- Born: Vicksburg, Mississippi
- Citizenship: United States of America
- Education: Mississippi State University Georgia Institute of Technology
- Occupations: Entrepreneur inventor amateur radio enthusiast
- Employer: MFJ Enterprises
- Title: President
- Call sign: K5FLU

= Martin F. Jue =

American inventor and entrepreneur

Martin F. Jue is an American business personality, inventor and founder/owner of several companies, including MFJ Enterprises, Hy-Gain, Cushcraft, Ameritron, Vectronics and others, all of which manufacture products for the amateur radio industry. He holds numerous patents on specialized technology, especially in the area of T network field tuners.

== Early life ==

Martin F. Jue was born in Vicksburg to a Chinese American family and whose own great-grandfather helped build the transcontinental railroad across America in the late 1860s. He grew up in the small delta town of Hollandale, Mississippi.

Jue's father passed away when he was five years old, and he was raised in his extended family household that, at times, included 11 or more members. He spent much of his childhood living and working in the back of his family-owned grocery store. When he was a child, he developed an early interest in electronics and radio. He would build devices from scrap materials. For instance, he built his first crystal radio at age eight, which sparked his desire to become an engineer.

When he was in high school, he built a radio telemetry system for his science fair project, using improvised components to measure environmental conditions such as humidity, light, and wind. His project won both his school-level and the state-level science fair.

==Career==
In 1966, Jue graduated from Mississippi State University's Bagley College of Engineering, which, in 2014, honored him as a Distinguished Fellow. He later earned a master's degree from Georgia Institute of Technology in 1971.

After graduating, Jue returned to temporarily run his family grocery store, gaining practical experience in business operations, marketing, and customer relations. This gave him the skills he used as he founded MFJ Enterprises. He later became an engineering professor at Mississippi State University.

In October, 1972, while still teaching, Jue began manufacturing a CW filter kit in a room of the now-defunct Stark Hotel in Starkville, Mississippi. In the early years of production, much of the work was done by his students for academic credit or compensation. Over the next forty years, MFJ would grow to become the largest manufacturer of amateur radio products in the world, and would garner numerous honors.

For a few years, Jue managed MFJ Enterprises and his teaching responsibilities simultaneously. He eventually left his teaching job once the company had grown to over 30 employees. MFJ Enterprises expanded its product line significantly, manufacturing between 1,000 and 2,000 products, and Jue had a hand in developing most of them. MFJ grew into one of the largest manufacturers of amateur radio products in the world and distributed to approximately 35 countries.
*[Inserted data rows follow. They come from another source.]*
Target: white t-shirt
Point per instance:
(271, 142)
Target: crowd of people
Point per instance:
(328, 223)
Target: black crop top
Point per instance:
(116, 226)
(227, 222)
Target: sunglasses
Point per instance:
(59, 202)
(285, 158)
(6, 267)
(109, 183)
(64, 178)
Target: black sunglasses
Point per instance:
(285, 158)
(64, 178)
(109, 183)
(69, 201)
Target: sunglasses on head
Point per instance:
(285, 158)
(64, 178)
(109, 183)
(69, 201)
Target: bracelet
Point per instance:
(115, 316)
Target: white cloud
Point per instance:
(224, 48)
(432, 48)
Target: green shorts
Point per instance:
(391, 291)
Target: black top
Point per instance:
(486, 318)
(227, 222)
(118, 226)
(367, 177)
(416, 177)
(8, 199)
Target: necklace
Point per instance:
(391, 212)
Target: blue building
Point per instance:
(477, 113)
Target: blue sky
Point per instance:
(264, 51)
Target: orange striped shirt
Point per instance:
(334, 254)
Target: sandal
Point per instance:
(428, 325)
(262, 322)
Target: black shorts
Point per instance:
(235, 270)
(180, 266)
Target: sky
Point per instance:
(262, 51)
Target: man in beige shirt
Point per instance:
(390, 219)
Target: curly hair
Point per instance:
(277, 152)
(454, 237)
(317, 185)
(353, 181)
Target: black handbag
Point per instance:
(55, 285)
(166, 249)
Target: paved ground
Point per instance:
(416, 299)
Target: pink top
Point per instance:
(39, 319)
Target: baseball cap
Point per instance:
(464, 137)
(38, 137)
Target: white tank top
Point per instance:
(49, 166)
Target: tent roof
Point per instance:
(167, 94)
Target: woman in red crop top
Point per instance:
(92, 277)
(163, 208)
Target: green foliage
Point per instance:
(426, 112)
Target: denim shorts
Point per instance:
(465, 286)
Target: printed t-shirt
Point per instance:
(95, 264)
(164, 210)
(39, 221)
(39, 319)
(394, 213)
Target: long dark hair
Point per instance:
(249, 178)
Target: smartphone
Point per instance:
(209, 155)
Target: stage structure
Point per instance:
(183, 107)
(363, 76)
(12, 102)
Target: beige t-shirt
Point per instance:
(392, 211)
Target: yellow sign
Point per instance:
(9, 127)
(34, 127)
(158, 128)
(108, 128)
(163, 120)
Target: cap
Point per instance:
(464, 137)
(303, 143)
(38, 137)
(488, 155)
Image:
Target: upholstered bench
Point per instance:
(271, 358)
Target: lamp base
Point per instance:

In 2012, the American Radio Relay League (ARRL) awarded Jue the ARRL Special Achievement Award, honoring him for innovation in the field of amateur radio. Jue also serves on the board of On2Locate and Magnolia Intertie Inc.
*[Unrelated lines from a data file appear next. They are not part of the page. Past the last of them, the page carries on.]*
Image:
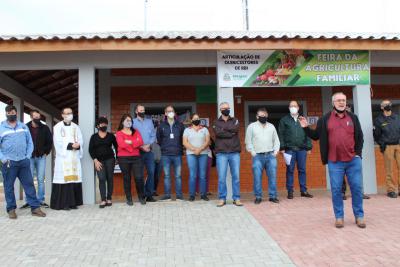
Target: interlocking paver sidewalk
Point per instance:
(158, 234)
(304, 229)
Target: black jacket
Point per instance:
(321, 133)
(226, 135)
(170, 146)
(44, 140)
(387, 130)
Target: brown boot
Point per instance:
(38, 212)
(12, 214)
(339, 223)
(360, 223)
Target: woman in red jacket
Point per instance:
(129, 142)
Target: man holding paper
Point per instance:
(294, 145)
(262, 142)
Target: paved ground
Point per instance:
(304, 229)
(158, 234)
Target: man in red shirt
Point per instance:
(341, 141)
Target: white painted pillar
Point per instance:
(105, 94)
(19, 104)
(49, 162)
(86, 107)
(226, 95)
(363, 109)
(326, 107)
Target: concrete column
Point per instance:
(226, 95)
(326, 107)
(19, 104)
(49, 162)
(363, 109)
(86, 108)
(105, 94)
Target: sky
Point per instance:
(77, 16)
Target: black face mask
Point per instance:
(262, 120)
(103, 128)
(387, 108)
(339, 111)
(196, 122)
(225, 112)
(11, 118)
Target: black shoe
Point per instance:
(205, 198)
(306, 194)
(274, 200)
(25, 206)
(151, 199)
(257, 201)
(44, 205)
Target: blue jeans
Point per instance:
(268, 162)
(176, 162)
(38, 164)
(353, 170)
(22, 170)
(197, 165)
(148, 162)
(300, 157)
(233, 160)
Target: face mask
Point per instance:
(196, 122)
(103, 128)
(69, 118)
(262, 120)
(127, 124)
(11, 118)
(171, 115)
(339, 111)
(225, 112)
(293, 110)
(387, 108)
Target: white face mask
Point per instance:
(171, 115)
(69, 118)
(293, 110)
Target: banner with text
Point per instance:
(293, 68)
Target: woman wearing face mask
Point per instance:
(101, 150)
(196, 139)
(129, 142)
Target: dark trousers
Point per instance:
(127, 165)
(22, 170)
(106, 179)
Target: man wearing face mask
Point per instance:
(66, 190)
(146, 128)
(262, 142)
(227, 149)
(296, 143)
(169, 137)
(341, 141)
(42, 145)
(387, 135)
(16, 149)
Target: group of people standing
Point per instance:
(138, 145)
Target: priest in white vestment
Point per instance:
(66, 191)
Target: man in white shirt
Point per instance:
(262, 142)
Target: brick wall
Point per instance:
(123, 96)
After more than five decades in operation, Jue began to slow down MFJ Enterprises's operations. Following the COVID-19 pandemic, he announced his decision to retire after roughly 52 years. Rather than closing the company down immediately, he continued company operations while employees transitioned to other roles, showing his leadership style and his care for his employees.

== Personal life ==
Jue lives in Starkville with his wife Betty Quong Jue, where he is a member of the Starkville Rotary Club, board president of the Boys and Girls Clubs of the Golden Triangle, and board member of the Mississippi Children’s Museum.
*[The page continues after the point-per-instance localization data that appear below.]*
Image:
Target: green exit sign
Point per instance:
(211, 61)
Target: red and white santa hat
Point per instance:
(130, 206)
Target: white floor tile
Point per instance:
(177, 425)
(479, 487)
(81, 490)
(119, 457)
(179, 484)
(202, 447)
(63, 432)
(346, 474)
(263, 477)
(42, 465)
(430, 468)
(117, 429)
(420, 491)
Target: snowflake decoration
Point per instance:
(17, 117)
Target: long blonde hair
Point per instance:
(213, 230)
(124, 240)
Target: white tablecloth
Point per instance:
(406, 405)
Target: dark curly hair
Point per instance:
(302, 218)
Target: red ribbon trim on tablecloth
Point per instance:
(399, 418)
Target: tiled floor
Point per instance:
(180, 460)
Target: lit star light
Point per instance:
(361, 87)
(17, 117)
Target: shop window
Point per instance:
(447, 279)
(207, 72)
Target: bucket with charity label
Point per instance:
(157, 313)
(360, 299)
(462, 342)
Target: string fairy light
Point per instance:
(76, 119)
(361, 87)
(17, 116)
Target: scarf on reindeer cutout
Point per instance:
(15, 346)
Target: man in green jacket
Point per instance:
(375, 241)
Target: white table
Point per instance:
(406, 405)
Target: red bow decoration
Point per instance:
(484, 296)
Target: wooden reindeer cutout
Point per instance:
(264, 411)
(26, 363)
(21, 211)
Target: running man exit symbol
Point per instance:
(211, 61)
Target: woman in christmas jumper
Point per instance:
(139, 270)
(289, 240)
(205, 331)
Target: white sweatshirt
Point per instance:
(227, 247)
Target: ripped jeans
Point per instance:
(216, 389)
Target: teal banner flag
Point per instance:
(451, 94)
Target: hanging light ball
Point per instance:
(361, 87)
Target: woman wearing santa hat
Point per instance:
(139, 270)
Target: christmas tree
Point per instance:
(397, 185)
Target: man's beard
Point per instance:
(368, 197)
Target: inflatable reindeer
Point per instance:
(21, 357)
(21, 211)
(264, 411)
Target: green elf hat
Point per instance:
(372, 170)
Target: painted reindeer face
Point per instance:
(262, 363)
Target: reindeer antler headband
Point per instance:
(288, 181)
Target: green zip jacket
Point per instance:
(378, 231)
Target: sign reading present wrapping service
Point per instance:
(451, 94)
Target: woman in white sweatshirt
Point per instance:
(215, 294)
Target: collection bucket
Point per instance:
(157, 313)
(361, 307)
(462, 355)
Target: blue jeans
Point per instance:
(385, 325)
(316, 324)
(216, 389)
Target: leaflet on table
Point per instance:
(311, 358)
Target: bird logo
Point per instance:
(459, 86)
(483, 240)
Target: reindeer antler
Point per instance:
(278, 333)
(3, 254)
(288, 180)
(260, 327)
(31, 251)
He has been inducted into the CQ Hall of Fame (2001) and the QRP (2009) Hall of Fame. In 2011, he was awarded the Ham Radio Outlet Certificate Of Honor. He is a member of the Alabama Historical Radio Society in Birmingham, Alabama.

== Legacy ==
Jue is recognized for shaping the accessibility and culture of the amateur radio industry through his "making quality affordable" philosophy. His approach placed the emphasis on designing practical and cost effective equipment that can be used by amateur radio operators.

He was committed to domestic manufacturing and local economic development, prioritizing job creation in Mississippi rather than outsourcing production overseas. MFJ Enterprises developed a reputation for being a stable and community-oriented workplace. The company is noted for its long employee retention. One of its notable employees is Phyliss Randle, who is a long time employee whose tenure spanned roughly 45 years and also included multiple generations of her family working at the company.